Se você perguntar a qualquer funcionário da Apple sobre Ternus, a resposta será quase unânime: ele é uma pessoa muito fácil de lidar. Quem trabalhou com ele descreve um colaborador excelente, capaz de inspirar alta lealdade na equipe; calmo, racional, e quase sem inimigos em uma empresa marcada por relações internas tensas e personalidade forte.
Os funcionários também mencionam sua forte capacidade de conduzir reuniões, sempre mantendo o foco na discussão; além disso, prefere se comunicar diretamente com funcionários de linha de frente mais familiarizados com detalhes do produto, ao invés de gestores com pouco conhecimento específico.
Fora da Apple, Ternus gosta de acelerar seu Porsche na pista, como Laguna Seca, na Califórnia. Pessoas próximas dizem que seu tempo em uma volta rápida fica abaixo de 1 minuto e 40 segundos, o que já é excelente para um amador.
Ele é alto e magro, mantendo o físico que tinha na época de atleta de natação na Universidade da Pensilvânia. Seu ex-companheiro de equipe, Andrew Berkowitz, lembra: “Ternus é uma pessoa muito boa.” Ele também cita uma tradição do time — correr de sunga pelo campus, ao longo do Locust Walk, no inverno, como uma espécie de “batismo” anual para os calouros.
Ternus se formou em 1997, trabalhou por quatro anos em uma startup de realidade virtual, e entrou na Apple em 2001.
Há dez anos, Ternus era um dos principais responsáveis pelo desenvolvimento do AirPods. Hoje, esse produto, que virou um acessório indispensável do iPhone, teve seu processo de criação marcado por conflitos internos — colegas discutiam sobre como manter a conexão Bluetooth estável. Uma alta executiva acabou deixando a empresa, outro foi transferido para a China. Ternus, então com menos de 40 anos, sempre se manteve à margem dessas disputas.
Durante sua gestão, uma das maiores conquistas foi impulsionar a transição da linha Mac da Intel para chips próprios. Esses chips superaram em desempenho e eficiência energética as soluções anteriores da Intel.
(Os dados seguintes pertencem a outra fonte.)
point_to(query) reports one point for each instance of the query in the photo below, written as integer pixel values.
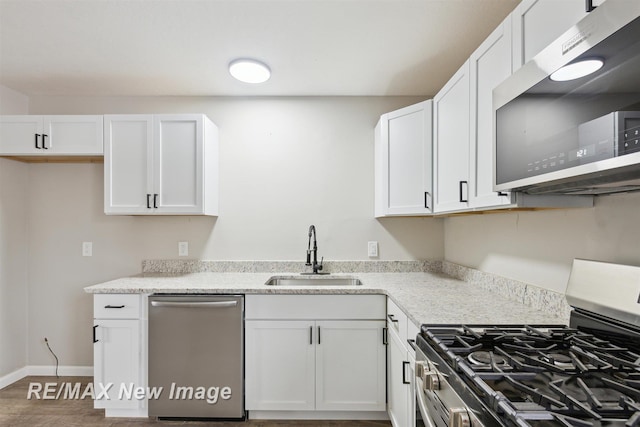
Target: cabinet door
(536, 23)
(280, 365)
(350, 366)
(178, 163)
(128, 151)
(117, 361)
(73, 135)
(451, 143)
(404, 150)
(490, 65)
(399, 382)
(21, 135)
No entanto, essa mudança costuma ser atribuída principalmente a Johny Srouji, responsável pela tecnologia de hardware da Apple, que assumirá e expandirá o trabalho de hardware atualmente sob Ternus.
A habilidade de coordenação de Ternus e sua longa experiência na Apple serão essenciais em seu novo cargo. A estrutura organizacional da Apple é bastante peculiar: diferente de outras grandes empresas, que dividem por linhas de negócio e nomeiam gerentes gerais, a Apple adota uma divisão por funções. Assim, um “interno” que conhece bem todos os setores da empresa tem vantagem natural para ser CEO.
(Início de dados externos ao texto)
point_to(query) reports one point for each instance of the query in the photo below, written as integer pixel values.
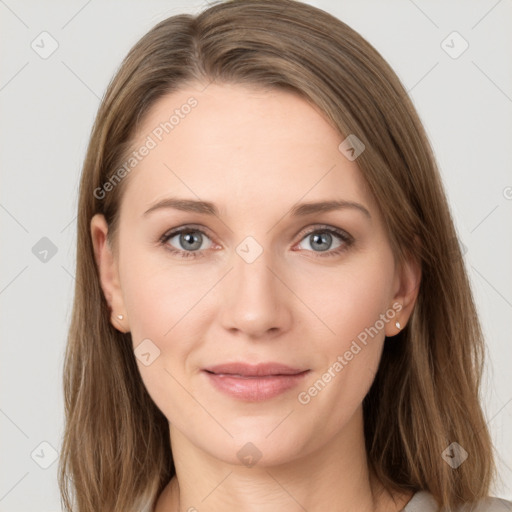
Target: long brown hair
(116, 452)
Porém, fontes dizem que Ternus não é conhecido por tomar decisões radicais ou de alto risco, o que deixa uma questão em aberto: se ele será capaz de oferecer uma visão de produto que os críticos dizem estar em falta desde a morte de Steve Jobs.
Ternus já é considerado um guardião importante da cultura da empresa. Ele liderou várias sessões internas de inspiração, reforçou a confidencialidade sobre produtos não lançados — uma das principais doutrinas estabelecidas por Jobs.
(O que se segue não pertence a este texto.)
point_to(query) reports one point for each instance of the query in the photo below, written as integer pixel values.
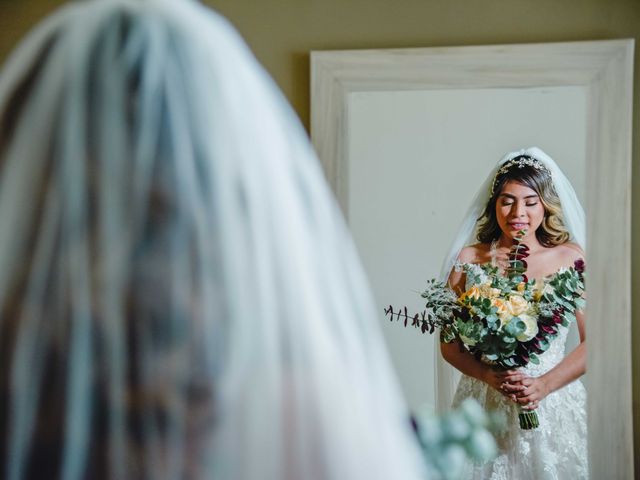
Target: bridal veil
(179, 295)
(574, 220)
Há meses, Ternus é visto como possível sucessor de Tim Cook, refletindo o esforço da Apple em garantir uma transição de poder tranquila — em contraste com as turbulências de outras empresas americanas tradicionais nos últimos anos.
Recentemente, a Apple também tem buscado aumentar sua visibilidade pública.
Na apresentação da linha de dispositivos 2025, Ternus mostrou pessoalmente o novo iPhone Air; logo depois, foi enviado a Londres para receber clientes na loja oficial na estreia do novo aparelho. No mês passado, ele também liderou o lançamento do mais recente produto da empresa — o MacBook Neo, mais acessível.
Algumas semanas atrás, a Apple celebrou o 50º aniversário na Grand Central Terminal, em Nova York. Os protagonistas do evento foram apenas dois: Cook e Ternus.